Life-forms with no brain are capable of some astounding things. It might sound like sci-fi nightmare fuel, but some bacteria can wage kamikaze chemical warfare.
Pathogenic bacteria make us sick by secreting toxins. While the release of smaller toxin molecules is well understood, methods of releasing larger toxin molecules have mostly eluded us until now. Researcher Stefan Raunser, director of the Max Planck Institute of Molecular Physiology, and his team finally found out how the insect pathogen Yersinia entomophaga (which attacks beetles) releases its large-molecule toxin.
They found that designated “soldier cells” sacrifice themselves and explode to deploy the poison inside their victim. “YenTc appears to be the first example of an anti-eukaryotic toxin using this newly established type of secretion system,” the researchers said in a study recently published in Nature.
Silent and deadly
Y. entomophaga is part of the Yersinia genus, relatives of the plague bacteria, which produce what are known as Tc toxins. Their molecules are huge as far as bacterial toxins go, but, like most smaller toxin molecules, they still need to make it through the bacteria's three cell membranes before they escape to damage the host. Raunser had already found in a previous study that Tc toxin molecules do show up outside the bacteria. What he wanted to see next was how and when they exit the bacteria that makes them.
To find out what kind of environment is ideal for Y. entomophaga to release YenTC, the bacteria were placed in acidic (PH under 7) and alkaline (PH over 7) mediums. While they did not release much in the acidic medium, the bacteria thrived in the high PH of the alkaline medium, and increasing the PH led it to release even more of the toxin. The higher PH environment in a beetle is around the mid-end of its gut, so it is now thought that most of the toxin is liberated when the bacteria reach that area.

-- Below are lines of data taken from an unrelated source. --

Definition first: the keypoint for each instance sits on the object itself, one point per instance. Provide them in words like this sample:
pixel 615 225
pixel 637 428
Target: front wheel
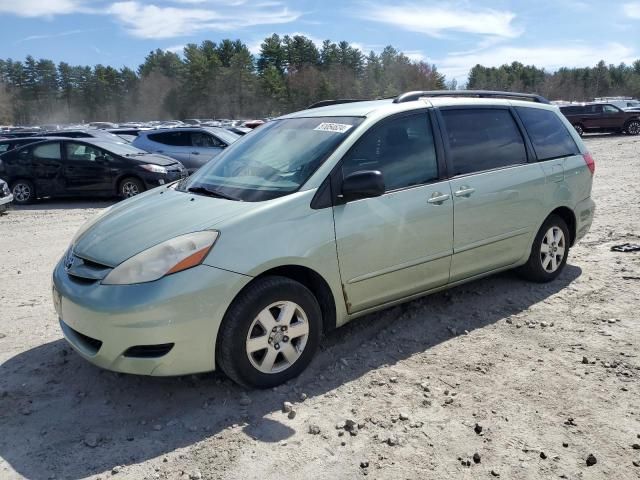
pixel 549 251
pixel 633 127
pixel 23 192
pixel 270 333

How YenTc is released was more difficult to determine. When the research team used mass spectrometry to take a closer look at the toxin, they found that it was missing something: There was no signal sequence that indicated to the bacteria that the protein needed to be transported outside the bacterium. Signal sequences, also known as signal peptides, are kind of like built-in tags for secretion. They are in charge of connecting the proteins (toxins are proteins) to a complex at the innermost cell membrane that pushes them through. But YenTC apparently doesn’t need a signal sequence to export its toxins into the host.
About to explode
So how does this insect killer release YenTc, its most formidable toxin? The first test was a process of elimination. While YenTc has no signal sequence, the bacteria have different secretion systems for other toxins that it releases. Raunser thought that knocking out these secretion systems using gene editing could possibly reveal which one was responsible for secreting YenTc. Every secretion system in Y. entomophaga was knocked out until no more were left, yet the bacteria were still able to secrete YenTc.
The researchers then used fluorescence microscopy to observe the bacteria releasing its toxin. They inserted a gene that encodes a fluorescent protein into the toxin gene so the bacteria would glow when making the toxin. While not all Y. entomophaga cells produced YenTc, those that did (and so glowed) tended to be larger and more sluggish. To induce secretion, PH was raised to alkaline levels. Non-producing cells went about their business, but YenTc-expressing cells only took minutes to collapse and release the toxin.
This is what’s called a lytic secretion system, which involves the rupture of cell walls or membranes to release toxins.
“This prime example of self-destructive cooperation in bacteria demonstrates that YenTc release is the result of a controlled lysis strictly dedicated to toxin release rather than a typical secretion process, explaining our initially perplexing observation of atypical extracellular proteins,” the researchers said in the same study.
Yersinia also includes pathogenic bacteria that cause tuberculosis and bubonic plague, diseases that have devastated humans. Now that the secretion mechanism of one Yersinia species has been found out, Raunser wants to study more of them, along with other types of pathogens, to see if any others have kamikaze soldier cells that use the same lytic mechanism of releasing toxins.
The discovery of Y. entomophaga’s exploding cells could eventually mean human treatments that target kamikaze cells. In the meantime, we can at least be relieved we aren’t beetles.